にゃあにゃあ、どこかで人間のニオイがするよ?
ミケ猫フレンがボクに言いました。
にゃあにゃあ、仲間はずれのニオイがいるよ?
白猫レックがボクに言いました。
迷子の迷子の人間さん、アナタのおうちはどこですか?
・・・みつけた!
こんなところで、どうしたの?ここは君みたいな人間が来る場所じゃないと思うけど・・・。
楽しそうな音楽が聞こえてきたから立ち寄った?
あぁ、あれはボクたちサーカス団がお客さんの呼び込みをしている音だね。
ボクはシノワール。あのサーカス団でピエロをやってるんだ。
あぁ、ダメダメ!君は見に行っちゃダメだよ!
そのオルゴールを持って、夜になる前にここを出た方がいい!
ここは記憶の森を抜けた、あの世とこの世のちょうど中間、来る者と去る者を惑わす、偽りの楽園・・・。
団長の合図で始まる黄昏サーカス。
ブランコノリの蜘蛛脚マダム、顔なし男の綱渡り、動物団員の人間曲芸、失敗できないピエロの道化・・・
サーカスは毎日大盛況。笑いも喜びもしない影のお客さんに、僕たちは芸を披露する。
現実でも生きていたくない、でも天国にも行きたくない。闇に潜り逃げ込んだ影が集う場所なんだ。
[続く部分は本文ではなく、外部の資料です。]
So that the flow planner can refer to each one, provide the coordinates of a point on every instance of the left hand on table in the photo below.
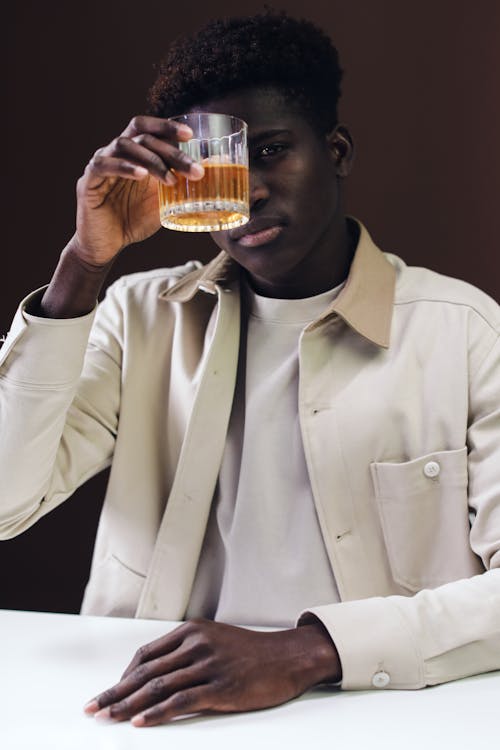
(205, 666)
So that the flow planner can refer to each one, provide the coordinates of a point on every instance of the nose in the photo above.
(259, 191)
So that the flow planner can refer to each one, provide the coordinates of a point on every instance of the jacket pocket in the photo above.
(423, 509)
(113, 589)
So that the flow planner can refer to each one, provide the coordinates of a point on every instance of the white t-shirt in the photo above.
(263, 559)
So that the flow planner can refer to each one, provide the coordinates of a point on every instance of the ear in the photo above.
(341, 147)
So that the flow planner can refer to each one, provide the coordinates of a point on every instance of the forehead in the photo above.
(262, 108)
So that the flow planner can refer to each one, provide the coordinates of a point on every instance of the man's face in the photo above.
(295, 213)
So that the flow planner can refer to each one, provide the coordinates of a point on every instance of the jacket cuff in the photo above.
(375, 644)
(32, 351)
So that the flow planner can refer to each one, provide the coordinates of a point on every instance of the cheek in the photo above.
(316, 192)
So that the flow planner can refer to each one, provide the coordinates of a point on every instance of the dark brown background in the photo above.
(421, 98)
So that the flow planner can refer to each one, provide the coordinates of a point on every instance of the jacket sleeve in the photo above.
(451, 631)
(59, 406)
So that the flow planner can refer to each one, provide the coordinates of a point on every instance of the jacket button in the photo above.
(432, 469)
(380, 679)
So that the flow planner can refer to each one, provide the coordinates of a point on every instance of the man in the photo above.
(304, 433)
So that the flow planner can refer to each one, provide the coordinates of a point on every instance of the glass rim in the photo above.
(176, 118)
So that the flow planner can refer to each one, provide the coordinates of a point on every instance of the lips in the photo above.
(257, 231)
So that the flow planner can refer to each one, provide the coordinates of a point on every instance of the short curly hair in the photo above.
(266, 49)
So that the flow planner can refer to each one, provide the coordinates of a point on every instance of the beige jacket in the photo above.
(400, 411)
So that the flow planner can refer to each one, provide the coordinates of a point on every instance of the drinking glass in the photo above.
(220, 199)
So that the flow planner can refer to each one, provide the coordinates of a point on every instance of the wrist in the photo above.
(321, 661)
(75, 285)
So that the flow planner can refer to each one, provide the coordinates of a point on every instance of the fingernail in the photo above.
(197, 170)
(169, 178)
(91, 707)
(184, 130)
(103, 715)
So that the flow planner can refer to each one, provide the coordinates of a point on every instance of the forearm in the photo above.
(74, 287)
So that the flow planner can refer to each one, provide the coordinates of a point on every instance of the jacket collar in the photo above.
(365, 302)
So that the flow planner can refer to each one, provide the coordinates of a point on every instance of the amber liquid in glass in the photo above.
(218, 201)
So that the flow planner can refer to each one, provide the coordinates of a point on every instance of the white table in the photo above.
(50, 665)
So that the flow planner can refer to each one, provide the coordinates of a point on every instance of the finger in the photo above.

君は違うだろう?だって瞳がキラキラしてる。心も体も明日に向かってウキウキしてる。
闇夜が見回りにくる前にここから出られないと。君みたいな光はここじゃ嫌われ者だ。どんなヒドイ目に合うか分からないよ?
えっ!ちょっとサーカスを覗いてみたい?呑気な人だな~!
にゃあにゃあ、シノワールは曲芸が出来るよ!
玉乗りとジャグリングくらいしか出来ないけどね・・・。ほら、こんな感じに!
あわわ!森の中での玉乗りはちょっと難しいなっ!危ない危ない・・・。
・・・。
ご、ごめん!まさかそんなに喜んでくれるなんて思わなくて。
ここのお客さんは影だから、そんな風に笑ってくれない・・・。
影を捕らえてお客さんにする・・・昔の団長はそんな人じゃなかったんだけどな・・・。
昔は、「笑顔で森を抜けて欲しい」と思ってこのサーカスは作られたはずなんだ。
でも、来るお客さんの悲しみは中々拭えなかった。どんなに頑張って芸をしても、サーカスの中は涙の水たまりだらけ。
森を通過せず、留まる為にサーカス内に隠れる者も続出した・・・。
そんな毎日に、団長は段々狂ってしまったんだ。
どうすれば昔見たいな団長に戻ってくれるかな・・・。
え?団長に笑顔になって貰う?
そういえば、団長の笑顔も全然見てないな・・・
ねぇ、どうすれば団長に笑顔を取り戻せるかな?そっちの世界での面白いお話を聞かせてよ!
―あははは!凄いな!こちらの世界ではそんな面白い事おこったことないよ!
よーし、このサーカスのピエロとして新しい芸を磨いてみようかな!
まずはお客さんじゃなくて、団長に笑顔を取り戻してもらう為に・・・頑張るよ!
あぁ!もうこんな時間だ!日が落ちる!・・・急いで出口に向かわないと!
ここは来る者は多くても帰る者はそうそう居ない。入り口はいっぱいあっても、出口は1つしかないんだ。
昔、森の奥の花畑に出口の扉を見つけたことがある。そこまで案内してあげるから、さあ行こう!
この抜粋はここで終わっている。